Sean Donelan sean at donelan.com
Fri Dec 16 00:15:49 UTC 2005


On Thu, 15 Dec 2005, Fergie wrote:
> I think Bill Manning hit on it a couple of days ago; Bill said
> something about the Internet being about best effort and QoS
> should be (various) levels of 'better-than-best effort' -- and
> anything less that best effort is _not_ the Internet.

AT&T, Global Crossing, Level3, MCI, Savvis, Sprint, etc have sold
QOS services for years. Level3 says 20% of the traffic over its
backbone is "better than Best-Effort."  Ok, maybe they aren't
"the Internet."  Internet2 gave up on premium QOS and deployed
"less-than Best Effort" scavenger class.  Ok, may they aren't
"the Internet" either.


> I think that the knobs are already 'out there' for service
> providers, etc. to create real 'services', but to create arbitrary
> services just to protect one's walled garden, and/or to generate
> revenue (while also penalizing some customers) is something that
> the market will have to sort out. It always does.
>
> Vote with your dollar$.

Ah, good to see that you agree with Bill Smith from BellSouth.

   William Smith, chief technology officer at BellSouth, argues that
   competitive forces, rather than regulation, are all that's needed to
   prevent the totalitarian online environment that the web camp fears.

   "We have no intention whatsoever of saying 'You can't go here, you
   can't go there, you can't go somewhere else'," Smith said. "We have a
   very competitive situation with cable. If we start trying to restrict
   where our customers can go on the internet, we would see our DSL
   customers defect to cable in droves."

   But, he added, "If I go to the airport, I can buy a coach standby
   ticket or I can buy a first class ticket from Delta. I've made a
   choice as to which experience I want."

But also realize all companies are acting in their own self-interest,
even the companies that have hire lobbyists claiming to be "saving
the Internet."  The enemy of your enemy isn't always your friend.

I agree QOS as defined by marketeers isn't very useful.  But that is a
strawman argument.  Of course, I understand you think its just politics.

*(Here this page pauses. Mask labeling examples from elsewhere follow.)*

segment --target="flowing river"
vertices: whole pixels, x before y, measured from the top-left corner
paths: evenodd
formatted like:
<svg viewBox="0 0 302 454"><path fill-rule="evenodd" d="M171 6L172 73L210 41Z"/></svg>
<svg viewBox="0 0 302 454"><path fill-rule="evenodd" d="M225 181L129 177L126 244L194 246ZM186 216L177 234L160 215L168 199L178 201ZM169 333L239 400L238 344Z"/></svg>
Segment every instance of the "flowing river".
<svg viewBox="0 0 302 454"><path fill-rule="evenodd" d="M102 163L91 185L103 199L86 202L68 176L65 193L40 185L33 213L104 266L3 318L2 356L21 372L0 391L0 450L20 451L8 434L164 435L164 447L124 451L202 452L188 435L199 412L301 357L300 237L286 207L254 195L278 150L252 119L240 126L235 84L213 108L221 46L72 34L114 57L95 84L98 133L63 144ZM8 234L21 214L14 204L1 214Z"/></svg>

On the other hand, those same QOS tools are very useful to the network
engineer for managing all sorts of network problems such as DOS attacks
and disaster recovery as well as more efficiently using all the available
network paths.

I have no idea how all this will turn out or if there are some dark
smoke-filled rooms somewhere I don't know about where the henchmen are
plotting.  But I would really hate to see the network engineer's hands
tied by a law preventing them from managing the network because of some
people spreading a lot of FUD.  The news articles are filled with lots
of speculation about what "could" happen, but very few facts.